The number of women killed in Italy so far in 2020 is down slightly from the same 10-month period last year, but there are still three murders a day.
91 girls have been killed in Italy in the first 10 months of 2020, compared to 99 during the same period last year, according to a report by European Union research agency Eures.
The study found that the number of femicide victims in Italy this year was the same a woman is killed every three days, reports the Italian news agency ANSA.
The report was released yesterday, ahead of UN support International Day for the Elimination of Violence against Women, held annually on November 25.
The number of femicides occurring in family settings from January to October this year was 81, down from 85 in the same period last year.
The amount of femicide in the context of the pair remains unchanged 56 (same figure as January-October 2019), while the number of women killed by neighbors rose from zero to four.
The Eures report found that 3,344 women were murdered in Italy from 2000 until 31 October 2020, accounting for 30 percent of the 11,133 murders overall in the country over the past two decades.
Woman killed by partner or former partner accounted for 66.2 percent of domestic femicides and 61.5 percent of all women killed, reports ANSA, and the killers were 94 percent men.
Italy covid-19 kuncitara acts as an “accelerator” of femicide, according to Eures, with domestic homicide accounting for 80.8 percent of the total during the three-month lockdown earlier this year.

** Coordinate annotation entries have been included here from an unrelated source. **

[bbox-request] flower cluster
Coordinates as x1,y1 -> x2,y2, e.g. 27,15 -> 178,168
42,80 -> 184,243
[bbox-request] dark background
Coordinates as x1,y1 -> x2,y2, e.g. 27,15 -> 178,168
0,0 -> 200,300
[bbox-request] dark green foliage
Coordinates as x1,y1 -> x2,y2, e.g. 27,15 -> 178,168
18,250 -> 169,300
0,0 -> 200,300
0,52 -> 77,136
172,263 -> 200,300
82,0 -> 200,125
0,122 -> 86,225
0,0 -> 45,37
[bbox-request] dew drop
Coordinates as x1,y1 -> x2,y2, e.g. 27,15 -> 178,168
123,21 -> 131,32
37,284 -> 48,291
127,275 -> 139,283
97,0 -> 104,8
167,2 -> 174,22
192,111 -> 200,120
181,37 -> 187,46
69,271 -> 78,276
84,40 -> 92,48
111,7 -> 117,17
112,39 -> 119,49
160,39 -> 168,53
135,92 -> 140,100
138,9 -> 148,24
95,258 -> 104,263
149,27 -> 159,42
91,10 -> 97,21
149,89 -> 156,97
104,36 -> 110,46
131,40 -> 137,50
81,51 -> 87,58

This factor was recognized by the Italian Prime Minister yesterday Giuseppe Conte who said that “due to restrictive measures” during the coronavirus emergency “we inadvertently created deep pressure,” causing the number of femicide cases to “triple during the lockdown.”
This phenomenon does not only occur in Italy, with Union of countries citing limited movement, social isolation and economic insecurity due to Covid-19 as increasing factors women’s vulnerability to violence at homes around the world.
The United Nations has said that violence against women and girls is “one of the most widespread, persistent and devastating human rights violations in our world today largely unreported because of the impunity, silence, stigma and shame that surrounds it.”
The UN estimates that 35 percent of women all over the world have experienced either physical and / or intimate partner sexual violence or sexual violence by non-partners at some point in their life.
Women suffering from gender-based violence in Italy can seek support from volunteers on multilingual women’s helplines Rosa’s cell phone.